Saving Artifacts with --output-dir
The --output-dir flag saves all generated workflows and evaluation results to disk:
# Save artifacts to ./eval-output directory
pnpm eval:pairwise --generations 3 --output-dir ./eval-output --verbose
Output structure:
eval-output/
├── prompt-1/
│ ├── prompt.txt # Original prompt text
│ ├── criteria.json # dos/donts criteria
│ ├── gen-1/
│ │ ├── workflow.json # Importable n8n workflow
│ │ └── evaluation.json # Judge results for this generation
│ ├── gen-2/
│ │ ├── workflow.json
│ │ └── evaluation.json
│ └── gen-3/
│ ├── workflow.json
│ └── evaluation.json
├── prompt-2/
│ └── ...
└── summary.json # Overall results summary
workflow.json: Directly importable into n8n (File → Import from file)
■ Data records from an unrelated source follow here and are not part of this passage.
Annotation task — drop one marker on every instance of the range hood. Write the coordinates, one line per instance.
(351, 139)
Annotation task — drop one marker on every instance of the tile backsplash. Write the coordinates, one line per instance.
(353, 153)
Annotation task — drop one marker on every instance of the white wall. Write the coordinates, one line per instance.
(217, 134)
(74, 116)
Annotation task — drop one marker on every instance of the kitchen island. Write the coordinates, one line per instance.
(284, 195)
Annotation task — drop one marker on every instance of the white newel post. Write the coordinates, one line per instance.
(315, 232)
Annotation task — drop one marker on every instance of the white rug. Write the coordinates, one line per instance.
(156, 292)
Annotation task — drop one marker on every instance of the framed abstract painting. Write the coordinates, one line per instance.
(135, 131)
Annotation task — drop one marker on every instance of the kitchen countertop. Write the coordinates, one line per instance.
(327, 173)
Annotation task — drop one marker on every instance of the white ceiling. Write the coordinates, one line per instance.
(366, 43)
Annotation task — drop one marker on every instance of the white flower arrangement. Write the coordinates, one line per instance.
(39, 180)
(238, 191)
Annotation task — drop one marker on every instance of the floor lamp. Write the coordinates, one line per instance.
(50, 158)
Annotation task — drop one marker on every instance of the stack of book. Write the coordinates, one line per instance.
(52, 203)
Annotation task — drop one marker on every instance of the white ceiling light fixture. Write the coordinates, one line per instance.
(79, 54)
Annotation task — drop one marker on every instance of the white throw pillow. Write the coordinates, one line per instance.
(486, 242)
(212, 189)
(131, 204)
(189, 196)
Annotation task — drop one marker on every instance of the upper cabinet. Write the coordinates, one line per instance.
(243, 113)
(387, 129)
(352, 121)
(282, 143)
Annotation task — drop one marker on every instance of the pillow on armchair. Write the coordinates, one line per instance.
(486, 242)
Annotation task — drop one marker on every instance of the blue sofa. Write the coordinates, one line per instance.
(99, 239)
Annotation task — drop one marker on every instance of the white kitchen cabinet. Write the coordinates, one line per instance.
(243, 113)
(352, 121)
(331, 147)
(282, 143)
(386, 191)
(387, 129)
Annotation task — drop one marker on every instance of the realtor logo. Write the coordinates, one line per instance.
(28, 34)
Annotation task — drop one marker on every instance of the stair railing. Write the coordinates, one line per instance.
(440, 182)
evaluation.json: Contains per-judge results including violations and passes:
{
"generationIndex": 1,
"majorityPass": false,
"primaryPasses": 1,
"numJudges": 3,
"diagnosticScore": 0.35,
"judges": [
{
"judgeIndex": 1,
"primaryPass": false,
"diagnosticScore": 0.30,
"violations": [{"rule": "...", "justification": "..."}],
"passes": [{"rule": "...", "justification": "..."}]
}
]
}
Configuration
Required Files
nodes.json
IMPORTANT: The evaluation framework requires a nodes.json file in the evaluations root directory (evaluations/nodes.json).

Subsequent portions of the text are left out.